アナログ派の愉しみ/音楽◎マーラー作曲『交響曲第4番』
ミイラ取りが
ミイラになって
これを、ミイラ取りがミイラになった、と言えばいいのだろうか。
先だっての記事で、東ドイツ出身の指揮者、クラウス・テンシュテットとロンドン・フィルが来日して、1988年に行った東京公演の映像記録『ワーグナー管弦楽曲集』について書いたところ、お読みになった方から、そのソフトはどこで手に入るのか、と問い合わせをいただいた。あらためて調べてみると、かつてはふつうに流通していたものが現在では廃盤となり、かろうじてHMVオンラインショップに中古品が出ているのを見つけて質問者へ伝えたのだが、その過程で、わたしがまだ観ていないテンシュテットとボストン交響楽団の映像記録もすでに在庫僅少と知った。矢も楯もたまらず、ようやく我に返ったのは、注文したDVDが手元に届いてプレーヤーにかけようするときだった……。
曲目は、グスタフ・マーラーの『交響曲第4番』。1977年1月ボストンのコンサートで演奏されたもので、もうひとつのプログラム、モーツァルトの『ハフナー交響曲』とともにカラー映像で収録されている。
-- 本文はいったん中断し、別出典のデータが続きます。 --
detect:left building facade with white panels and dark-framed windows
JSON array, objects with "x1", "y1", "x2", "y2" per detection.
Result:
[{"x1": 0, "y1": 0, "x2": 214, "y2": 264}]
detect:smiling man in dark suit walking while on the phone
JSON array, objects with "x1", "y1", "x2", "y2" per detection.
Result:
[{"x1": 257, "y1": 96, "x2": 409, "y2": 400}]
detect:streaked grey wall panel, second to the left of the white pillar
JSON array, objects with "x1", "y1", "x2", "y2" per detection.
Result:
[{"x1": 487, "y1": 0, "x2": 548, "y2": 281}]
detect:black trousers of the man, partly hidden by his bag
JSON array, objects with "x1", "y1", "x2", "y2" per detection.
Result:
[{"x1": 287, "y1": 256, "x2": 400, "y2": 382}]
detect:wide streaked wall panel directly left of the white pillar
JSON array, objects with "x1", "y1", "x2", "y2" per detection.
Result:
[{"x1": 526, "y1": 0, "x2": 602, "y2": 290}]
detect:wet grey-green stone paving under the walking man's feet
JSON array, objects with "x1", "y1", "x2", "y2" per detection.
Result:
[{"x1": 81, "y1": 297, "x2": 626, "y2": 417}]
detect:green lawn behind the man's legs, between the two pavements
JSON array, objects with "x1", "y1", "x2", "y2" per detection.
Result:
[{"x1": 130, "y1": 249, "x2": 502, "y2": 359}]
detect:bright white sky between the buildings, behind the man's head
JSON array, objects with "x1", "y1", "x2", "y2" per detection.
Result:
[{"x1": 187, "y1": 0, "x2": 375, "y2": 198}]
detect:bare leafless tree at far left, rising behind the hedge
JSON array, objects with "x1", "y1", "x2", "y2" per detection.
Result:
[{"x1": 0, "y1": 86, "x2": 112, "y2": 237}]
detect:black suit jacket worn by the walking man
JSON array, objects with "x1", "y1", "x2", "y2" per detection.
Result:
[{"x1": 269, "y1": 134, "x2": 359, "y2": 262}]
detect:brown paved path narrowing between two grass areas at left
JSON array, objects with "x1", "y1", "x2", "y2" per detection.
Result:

当時のボストン交響楽団は小沢征爾の音楽監督のもとで大いに意気があがっていたし、東京公演より10年あまり前のテンシュテットのほうも、まだ癌との闘いはなく、50代に入ったばかりの指揮者として脂の乗りきった姿を目の当たりにして、わたしも自然と口元が綻んでしまう。とは言え、テンシュテットが勢いに任せて流すことなどあろうはずもなく、音符のひとつひとつにこだわり抜いて、とうていひと筋縄ではいかない演奏が繰り広げられていくのだ。
マーラーが1900年に完成した四番目の交響曲の主題は「天国」だ。実は、この前に手がけた『交響曲第3番』で、ドイツ民謡詩集『子供の不思議な角笛』から選んだ「我らは天上の喜び」をソプラノ歌手にうたわせようとしたところ、とても収まり切らず、あらためてその部分をフィナーレに据えた全四楽章の交響曲が構想されたという次第だ。したがって、マーラーの交響作品のなかでは最もコンパクトで(それでも1時間近くを要するが)、全体を覆う人懐こい曲想は、あたかもステンドグラス越しに天上の情景を眺めるような印象がある。もっとも、ことはそう単純ではなさそうで、このころマーラーは悲願のウィーン宮廷歌劇場の音楽監督のポストをわがものとするため、みずからユダヤ教からローマ・カトリックへの改宗を行っている。そんなかれにとっての「天国」は、ただ天使たちが無邪気に戯れる楽園といったイメージよりも、ずっと陰影を帯びていたろうことは想像に難くない。
のちにマーラー夫人となるアルマは、たまたま婚約期間中に『交響曲第4番』のウィーン初演に向けてのオーケストラ・リハーサルに立ち会って、その際の模様をつぎのように書き残している。
「マーラーはちょうどこの頃、神経症的な激情の高じていた時であり、その上、フィルハーモニーの一部の団員の執拗な抵抗ぶりから、オーケストラ全体に対して偏見を抱くようになっていたので、これらのリハーサルは私にも恐怖の発作を起こさせることがあった。彼は激怒し、足を踏みならした。彼は名指して特にきびしくつるし上げ、またオーケストラ全体を怒鳴りつけ、いやいや演奏させるような始末で、中にはリハーサルの最中に離席する者まで出る一幕もあった」(石井宏訳)
いやはや、「天国」の主題にはおよそ似つかわしくないありさまだ。もっとも、そもそも19世紀から20世紀への橋渡しとなったメルクマールの音楽を、もし指揮者が予定調和のやり方で済ませられるとしたらよほどオメデタイのではないか。
テンシュテットの場合も、冒頭こそ微笑みを浮かべていたものの、徐々に頬を上気させ、眼光がすわり、「石をぶつけられたコウノトリ」と評されたぎくしゃくした動きが激しくなるにつれて、音楽はただならぬうねりを帯びて奔流していく。そこには当然ながら、このアメリカ公演の6年前、祖国・東ドイツを亡命し西側に活動の場を求めて以来、かれが凝視してきた「天国」の実相が二重写しになっていたろう。最終楽章に至って、ソプラノ歌手のブリン=ジュルソンがうたう天真爛漫な「我らは天上の喜び」を導きながら、テンシュテットのタクトがふと、底知れぬ闇の肌寒さを伝えてくるのに、わたしはぞっとした。あたかもマーラーそのひとが指揮台に立っているかのように見えたのである……。